A predictive underwriting model is a machine learning system trained on historical insurance data to estimate risk outcomes — mortality, morbidity, or lapse — based on applicant characteristics and health data. Unlike rule-based systems that follow explicit if-then logic, predictive models learn statistical patterns from large datasets and apply them to new applications.
How does health screening data improve predictive models?
Health screening data provides the input variables that models learn from. Richer data — EHRs, lab results, prescription histories, biometric readings — gives the model more signal to distinguish between risk levels. RGA's 2025 research showed that combining multiple digital health data sources produced better mortality outcomes than any single source, because each type captures different dimensions of health risk.
Are predictive underwriting models replacing human underwriters?
Not entirely, and likely not soon for complex cases. The industry is moving toward a tiered model: automated decisions for straightforward applications where the data is clean and the risk is clear, human review for complex cases with ambiguous data or unusual risk profiles. The SOA's 2024 research on accelerated underwriting monitoring reflects this hybrid approach.

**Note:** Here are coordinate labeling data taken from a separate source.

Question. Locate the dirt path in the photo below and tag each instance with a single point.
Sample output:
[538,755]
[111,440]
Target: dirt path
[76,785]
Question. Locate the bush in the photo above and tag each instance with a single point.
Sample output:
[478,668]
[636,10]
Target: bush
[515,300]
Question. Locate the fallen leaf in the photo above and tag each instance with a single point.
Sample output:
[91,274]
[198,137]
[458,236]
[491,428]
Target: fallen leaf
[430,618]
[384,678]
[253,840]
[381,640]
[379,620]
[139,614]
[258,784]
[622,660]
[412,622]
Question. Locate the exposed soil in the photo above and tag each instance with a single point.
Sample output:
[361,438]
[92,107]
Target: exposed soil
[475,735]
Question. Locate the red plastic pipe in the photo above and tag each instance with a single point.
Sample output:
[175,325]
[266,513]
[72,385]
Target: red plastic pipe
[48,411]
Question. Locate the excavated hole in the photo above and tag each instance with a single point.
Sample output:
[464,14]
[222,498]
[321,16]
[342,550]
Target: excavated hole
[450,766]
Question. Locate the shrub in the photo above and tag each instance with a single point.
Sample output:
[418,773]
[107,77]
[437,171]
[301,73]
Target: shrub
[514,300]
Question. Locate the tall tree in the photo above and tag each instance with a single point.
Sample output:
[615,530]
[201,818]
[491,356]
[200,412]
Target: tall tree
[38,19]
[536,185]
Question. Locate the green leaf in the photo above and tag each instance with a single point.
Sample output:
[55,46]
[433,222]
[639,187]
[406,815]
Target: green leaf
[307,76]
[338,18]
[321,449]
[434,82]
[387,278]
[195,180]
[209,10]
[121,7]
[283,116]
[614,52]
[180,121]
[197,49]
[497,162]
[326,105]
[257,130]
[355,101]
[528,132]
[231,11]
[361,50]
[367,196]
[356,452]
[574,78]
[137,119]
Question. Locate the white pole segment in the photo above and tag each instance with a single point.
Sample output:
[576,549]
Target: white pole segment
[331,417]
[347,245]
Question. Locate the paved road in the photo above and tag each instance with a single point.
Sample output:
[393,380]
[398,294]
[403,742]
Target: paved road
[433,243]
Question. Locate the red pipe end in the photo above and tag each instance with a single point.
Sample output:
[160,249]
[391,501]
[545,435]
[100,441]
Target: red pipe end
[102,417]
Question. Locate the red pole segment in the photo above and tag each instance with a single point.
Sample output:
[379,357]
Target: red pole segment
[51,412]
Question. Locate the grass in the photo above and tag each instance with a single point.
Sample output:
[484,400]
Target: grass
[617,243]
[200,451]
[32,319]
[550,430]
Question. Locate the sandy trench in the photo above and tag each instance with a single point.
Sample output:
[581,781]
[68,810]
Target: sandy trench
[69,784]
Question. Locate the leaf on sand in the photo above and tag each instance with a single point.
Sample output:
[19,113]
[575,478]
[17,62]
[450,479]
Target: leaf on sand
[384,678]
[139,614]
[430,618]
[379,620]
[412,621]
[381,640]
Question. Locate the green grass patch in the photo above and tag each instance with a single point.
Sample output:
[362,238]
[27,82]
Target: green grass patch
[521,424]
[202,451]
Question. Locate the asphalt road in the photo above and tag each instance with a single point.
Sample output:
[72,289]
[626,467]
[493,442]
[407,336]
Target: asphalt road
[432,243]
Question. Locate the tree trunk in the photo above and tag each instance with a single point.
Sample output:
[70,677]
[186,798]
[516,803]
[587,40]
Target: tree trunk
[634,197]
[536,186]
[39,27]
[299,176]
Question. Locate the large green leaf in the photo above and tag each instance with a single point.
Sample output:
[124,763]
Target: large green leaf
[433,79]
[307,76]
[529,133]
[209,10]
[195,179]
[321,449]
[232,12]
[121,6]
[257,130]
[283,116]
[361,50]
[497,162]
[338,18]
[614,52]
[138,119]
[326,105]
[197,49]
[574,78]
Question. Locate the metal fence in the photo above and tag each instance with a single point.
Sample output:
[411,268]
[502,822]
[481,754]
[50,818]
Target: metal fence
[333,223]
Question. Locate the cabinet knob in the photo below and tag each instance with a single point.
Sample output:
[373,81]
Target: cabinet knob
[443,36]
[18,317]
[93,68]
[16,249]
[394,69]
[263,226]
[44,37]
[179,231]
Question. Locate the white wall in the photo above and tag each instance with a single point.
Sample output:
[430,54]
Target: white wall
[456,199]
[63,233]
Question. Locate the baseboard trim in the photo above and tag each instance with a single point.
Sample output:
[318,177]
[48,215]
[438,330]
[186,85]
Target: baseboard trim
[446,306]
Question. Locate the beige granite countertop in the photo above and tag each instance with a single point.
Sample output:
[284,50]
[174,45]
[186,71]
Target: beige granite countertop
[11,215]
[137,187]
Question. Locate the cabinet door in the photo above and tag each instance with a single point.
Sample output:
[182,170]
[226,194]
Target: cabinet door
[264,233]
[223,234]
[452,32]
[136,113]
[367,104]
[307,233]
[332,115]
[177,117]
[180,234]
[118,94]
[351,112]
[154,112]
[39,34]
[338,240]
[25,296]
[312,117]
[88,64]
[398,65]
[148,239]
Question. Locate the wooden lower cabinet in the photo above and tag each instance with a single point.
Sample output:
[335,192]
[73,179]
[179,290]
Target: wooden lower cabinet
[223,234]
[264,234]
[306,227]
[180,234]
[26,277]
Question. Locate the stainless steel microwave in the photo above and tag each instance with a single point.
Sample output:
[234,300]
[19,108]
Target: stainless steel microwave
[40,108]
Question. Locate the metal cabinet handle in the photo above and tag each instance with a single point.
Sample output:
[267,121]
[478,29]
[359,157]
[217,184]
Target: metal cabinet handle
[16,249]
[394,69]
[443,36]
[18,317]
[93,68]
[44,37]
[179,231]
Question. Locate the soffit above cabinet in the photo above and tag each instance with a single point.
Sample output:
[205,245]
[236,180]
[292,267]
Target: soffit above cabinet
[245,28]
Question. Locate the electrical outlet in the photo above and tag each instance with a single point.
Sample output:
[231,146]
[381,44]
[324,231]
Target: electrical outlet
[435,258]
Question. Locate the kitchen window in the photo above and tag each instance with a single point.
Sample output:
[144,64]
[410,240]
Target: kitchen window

What are the regulatory concerns with AI in underwriting?
The primary concerns are fairness (ensuring models don't discriminate based on protected characteristics), transparency (explaining how decisions are made), and data governance (managing sensitive health information appropriately). Colorado's 2024 AI governance law requires insurers to test for unfair discrimination in algorithmic decisions. Other states are watching that implementation closely before writing their own rules.